[Deep Learning] Classification network structure RESNET RESNEXT DENSENET DPN MOBILE NET SHUFFLE NET

RESNET

Skip connection

 

RESNEXT

Split-transform-merge

Increasing the cardinality (the number of independent paths) to improve accuracy is more effective than deepening or expanding the network to improve accuracy. (why?)

 

DENSENET

Adding to phase parallel

Strengthen the shortcut, connect all layers directly together

 

DPN

Integrate the residual channel and densely connected path to achieve complementary advantages and disadvantages

-------------------------------------------The following is a lightweight network- ------------------------------------------

MOBILE NET

v1

1. Give up pooling and directly use stride=2 for convolution operation. [Other networks, look at the specific application

2. Use two-step convolution instead of one-step convolution (depth separable convolution), advantage: reduce the amount of calculation

3. Use two hyperparameters to control the balance between network calculation speed and accuracy, width adjustment parameters (adjust the number of channels in each layer), and resolution adjustment parameters (adjust the resolution of the input image)

(What is lightweight, why can this be lightweight?) Lightweight-fewer parameters

 

v2

1. Introduce shortcut structure (residual network)

2. Before depthwise, perform a 1*1 convolution to increase the number of channels of the feature map to achieve the expansion of the feature map. (Inverted residual block, the general residual block has more channels at both ends and fewer channels in the middle feature map (hourglass shape).
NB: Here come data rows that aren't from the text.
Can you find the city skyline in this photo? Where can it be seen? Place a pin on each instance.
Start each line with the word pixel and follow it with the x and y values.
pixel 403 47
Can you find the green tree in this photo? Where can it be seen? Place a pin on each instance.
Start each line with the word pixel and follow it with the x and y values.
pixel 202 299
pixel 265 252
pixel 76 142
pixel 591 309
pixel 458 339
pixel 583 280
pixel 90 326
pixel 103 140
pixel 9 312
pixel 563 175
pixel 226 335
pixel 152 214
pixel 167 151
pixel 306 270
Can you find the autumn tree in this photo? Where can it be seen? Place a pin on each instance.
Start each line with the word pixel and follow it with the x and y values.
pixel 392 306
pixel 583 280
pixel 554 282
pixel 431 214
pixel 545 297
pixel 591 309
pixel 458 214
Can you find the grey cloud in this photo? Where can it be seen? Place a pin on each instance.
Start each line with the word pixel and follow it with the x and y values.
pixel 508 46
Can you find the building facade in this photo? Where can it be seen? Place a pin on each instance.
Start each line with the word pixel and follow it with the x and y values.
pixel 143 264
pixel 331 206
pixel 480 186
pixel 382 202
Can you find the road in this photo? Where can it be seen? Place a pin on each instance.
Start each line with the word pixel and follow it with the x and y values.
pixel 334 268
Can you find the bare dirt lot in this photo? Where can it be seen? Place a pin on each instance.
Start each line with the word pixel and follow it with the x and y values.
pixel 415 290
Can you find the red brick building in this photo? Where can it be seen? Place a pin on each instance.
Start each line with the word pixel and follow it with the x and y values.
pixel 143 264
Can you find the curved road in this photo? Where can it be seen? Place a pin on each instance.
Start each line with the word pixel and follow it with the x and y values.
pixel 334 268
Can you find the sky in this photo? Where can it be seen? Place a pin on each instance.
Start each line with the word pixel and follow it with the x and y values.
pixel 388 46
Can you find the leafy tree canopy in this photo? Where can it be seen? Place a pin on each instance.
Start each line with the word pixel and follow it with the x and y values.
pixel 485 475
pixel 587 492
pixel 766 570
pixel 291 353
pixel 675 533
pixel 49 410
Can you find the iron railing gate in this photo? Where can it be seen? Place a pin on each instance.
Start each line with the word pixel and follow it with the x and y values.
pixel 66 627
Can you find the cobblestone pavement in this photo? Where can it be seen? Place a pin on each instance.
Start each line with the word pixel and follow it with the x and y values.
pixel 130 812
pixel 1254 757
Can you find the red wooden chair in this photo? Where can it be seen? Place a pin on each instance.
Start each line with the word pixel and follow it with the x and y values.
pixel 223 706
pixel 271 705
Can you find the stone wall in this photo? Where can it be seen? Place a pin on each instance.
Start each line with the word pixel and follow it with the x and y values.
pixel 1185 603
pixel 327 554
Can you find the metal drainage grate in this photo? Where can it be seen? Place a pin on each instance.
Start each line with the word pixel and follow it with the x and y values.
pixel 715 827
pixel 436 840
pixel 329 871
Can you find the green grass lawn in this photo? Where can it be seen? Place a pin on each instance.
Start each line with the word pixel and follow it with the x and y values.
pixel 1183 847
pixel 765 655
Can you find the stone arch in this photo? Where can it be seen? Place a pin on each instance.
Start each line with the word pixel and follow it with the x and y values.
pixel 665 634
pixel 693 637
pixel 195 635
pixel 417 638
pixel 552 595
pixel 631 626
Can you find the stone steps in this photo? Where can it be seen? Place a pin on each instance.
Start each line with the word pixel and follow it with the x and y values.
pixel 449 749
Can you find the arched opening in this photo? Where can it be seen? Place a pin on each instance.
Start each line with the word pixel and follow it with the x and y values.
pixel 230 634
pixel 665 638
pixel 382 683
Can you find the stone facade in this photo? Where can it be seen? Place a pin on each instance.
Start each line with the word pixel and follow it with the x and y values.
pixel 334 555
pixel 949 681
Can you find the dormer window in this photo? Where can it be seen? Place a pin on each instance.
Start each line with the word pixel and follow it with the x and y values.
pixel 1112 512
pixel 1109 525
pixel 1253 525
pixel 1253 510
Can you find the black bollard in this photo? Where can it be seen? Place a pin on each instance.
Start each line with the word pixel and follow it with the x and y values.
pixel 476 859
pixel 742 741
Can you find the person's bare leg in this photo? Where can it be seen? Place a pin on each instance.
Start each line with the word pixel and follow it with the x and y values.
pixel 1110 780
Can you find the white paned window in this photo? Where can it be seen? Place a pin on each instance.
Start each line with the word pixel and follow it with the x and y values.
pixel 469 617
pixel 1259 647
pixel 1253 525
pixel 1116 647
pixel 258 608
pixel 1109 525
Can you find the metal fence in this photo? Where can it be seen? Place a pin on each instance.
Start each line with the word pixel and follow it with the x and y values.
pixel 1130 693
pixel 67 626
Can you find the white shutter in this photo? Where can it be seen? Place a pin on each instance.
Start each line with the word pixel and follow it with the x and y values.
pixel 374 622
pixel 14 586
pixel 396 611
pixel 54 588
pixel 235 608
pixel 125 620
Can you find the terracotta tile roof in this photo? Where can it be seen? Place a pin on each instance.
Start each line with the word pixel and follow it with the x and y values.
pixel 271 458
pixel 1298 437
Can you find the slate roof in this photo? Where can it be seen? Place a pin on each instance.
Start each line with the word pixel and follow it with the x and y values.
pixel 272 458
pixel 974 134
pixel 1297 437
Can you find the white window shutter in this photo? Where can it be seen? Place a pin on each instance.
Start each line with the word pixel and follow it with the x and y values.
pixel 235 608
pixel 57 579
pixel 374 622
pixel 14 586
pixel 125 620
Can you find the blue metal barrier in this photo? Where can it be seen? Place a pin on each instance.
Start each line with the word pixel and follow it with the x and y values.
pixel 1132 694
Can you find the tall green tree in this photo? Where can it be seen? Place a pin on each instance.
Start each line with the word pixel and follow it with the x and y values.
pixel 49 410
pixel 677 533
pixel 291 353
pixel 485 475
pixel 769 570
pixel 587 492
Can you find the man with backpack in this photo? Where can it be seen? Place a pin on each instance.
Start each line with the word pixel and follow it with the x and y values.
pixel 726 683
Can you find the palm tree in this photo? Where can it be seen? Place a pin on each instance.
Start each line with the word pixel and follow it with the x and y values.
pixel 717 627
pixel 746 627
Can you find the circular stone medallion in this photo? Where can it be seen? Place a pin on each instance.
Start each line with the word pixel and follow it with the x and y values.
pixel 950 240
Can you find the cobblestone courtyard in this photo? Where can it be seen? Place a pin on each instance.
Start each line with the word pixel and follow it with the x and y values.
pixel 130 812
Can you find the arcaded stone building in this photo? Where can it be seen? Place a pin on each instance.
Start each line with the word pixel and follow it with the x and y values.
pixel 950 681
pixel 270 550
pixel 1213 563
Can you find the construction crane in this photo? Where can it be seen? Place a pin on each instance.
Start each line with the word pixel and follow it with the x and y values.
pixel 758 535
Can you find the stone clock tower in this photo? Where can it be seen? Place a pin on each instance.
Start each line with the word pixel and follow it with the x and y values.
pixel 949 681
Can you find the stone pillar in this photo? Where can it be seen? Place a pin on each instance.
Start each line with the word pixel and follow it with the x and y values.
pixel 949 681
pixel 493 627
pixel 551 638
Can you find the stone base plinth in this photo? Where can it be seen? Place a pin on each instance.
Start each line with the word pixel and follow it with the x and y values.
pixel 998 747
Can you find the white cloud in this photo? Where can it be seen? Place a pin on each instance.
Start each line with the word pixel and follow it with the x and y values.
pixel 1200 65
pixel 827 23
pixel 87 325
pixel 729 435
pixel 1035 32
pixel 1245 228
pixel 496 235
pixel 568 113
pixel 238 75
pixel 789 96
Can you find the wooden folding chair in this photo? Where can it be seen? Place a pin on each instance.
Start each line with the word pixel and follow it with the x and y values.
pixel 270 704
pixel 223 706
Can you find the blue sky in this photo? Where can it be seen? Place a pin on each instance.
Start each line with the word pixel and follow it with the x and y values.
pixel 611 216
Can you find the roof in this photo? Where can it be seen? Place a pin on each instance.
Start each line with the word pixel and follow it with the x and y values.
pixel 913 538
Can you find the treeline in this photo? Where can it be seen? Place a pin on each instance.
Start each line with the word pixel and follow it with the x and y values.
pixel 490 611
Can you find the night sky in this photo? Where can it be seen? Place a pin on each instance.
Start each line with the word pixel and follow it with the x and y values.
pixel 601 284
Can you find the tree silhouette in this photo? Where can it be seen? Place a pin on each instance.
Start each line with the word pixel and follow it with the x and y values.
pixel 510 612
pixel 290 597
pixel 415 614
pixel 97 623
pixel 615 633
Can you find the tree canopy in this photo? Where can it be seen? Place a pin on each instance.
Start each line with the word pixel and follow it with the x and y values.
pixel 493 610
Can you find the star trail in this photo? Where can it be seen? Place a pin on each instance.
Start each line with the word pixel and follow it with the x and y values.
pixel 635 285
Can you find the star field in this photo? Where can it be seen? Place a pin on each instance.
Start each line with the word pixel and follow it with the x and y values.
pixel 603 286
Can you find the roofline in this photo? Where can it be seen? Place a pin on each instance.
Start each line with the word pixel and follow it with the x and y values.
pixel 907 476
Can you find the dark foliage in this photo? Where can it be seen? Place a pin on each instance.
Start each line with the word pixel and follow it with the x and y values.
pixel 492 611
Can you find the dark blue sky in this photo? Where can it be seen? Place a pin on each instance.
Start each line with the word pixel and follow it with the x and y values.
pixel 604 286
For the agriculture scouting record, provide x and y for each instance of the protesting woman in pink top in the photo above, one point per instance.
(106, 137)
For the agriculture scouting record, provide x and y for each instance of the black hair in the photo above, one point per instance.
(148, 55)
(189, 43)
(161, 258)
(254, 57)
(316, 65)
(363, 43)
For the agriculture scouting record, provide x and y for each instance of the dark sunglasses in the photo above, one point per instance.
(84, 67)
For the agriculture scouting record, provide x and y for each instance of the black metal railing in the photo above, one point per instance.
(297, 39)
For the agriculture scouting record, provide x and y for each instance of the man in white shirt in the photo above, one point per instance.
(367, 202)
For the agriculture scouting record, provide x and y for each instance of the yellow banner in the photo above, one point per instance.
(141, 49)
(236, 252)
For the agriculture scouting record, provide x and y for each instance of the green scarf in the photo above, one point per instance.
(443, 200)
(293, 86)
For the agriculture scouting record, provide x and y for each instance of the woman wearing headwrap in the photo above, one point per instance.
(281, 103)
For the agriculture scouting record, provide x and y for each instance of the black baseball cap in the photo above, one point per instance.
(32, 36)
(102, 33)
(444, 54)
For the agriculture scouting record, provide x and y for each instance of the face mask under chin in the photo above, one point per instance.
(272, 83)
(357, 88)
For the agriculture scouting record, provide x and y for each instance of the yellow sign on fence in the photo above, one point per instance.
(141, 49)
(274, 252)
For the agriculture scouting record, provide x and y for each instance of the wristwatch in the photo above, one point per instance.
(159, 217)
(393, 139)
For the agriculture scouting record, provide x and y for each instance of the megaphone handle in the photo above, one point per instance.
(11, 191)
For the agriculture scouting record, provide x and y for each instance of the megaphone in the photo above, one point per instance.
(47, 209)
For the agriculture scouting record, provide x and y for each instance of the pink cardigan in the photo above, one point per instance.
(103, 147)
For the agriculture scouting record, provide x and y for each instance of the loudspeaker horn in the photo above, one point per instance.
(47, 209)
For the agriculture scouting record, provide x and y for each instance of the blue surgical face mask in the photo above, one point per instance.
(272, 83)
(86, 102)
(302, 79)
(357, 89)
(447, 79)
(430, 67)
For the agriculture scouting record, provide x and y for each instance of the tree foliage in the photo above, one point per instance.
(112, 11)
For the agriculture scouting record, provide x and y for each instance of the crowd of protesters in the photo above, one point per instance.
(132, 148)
And inverted residual block has fewer channels at both ends and more channels in the middle feature (shuttle shape)) (What are the benefits of the shuttle shape? Why not use resnet? ----The amount of parameters is already very small, adding a little parameter in the middle, the accuracy rate will be higher)

3. After pointwise, the relu activation function is abandoned. The linear activation function should be used to prevent relu from destroying the feature (why relu is damaged, linear will not)

 

Reference blog post: https://www.jianshu.com/p/854cb5857070

 

SHUFFLE NET

Group convolution, exchange channels between different groups. (Pros and cons of shuffle net compared with resnet)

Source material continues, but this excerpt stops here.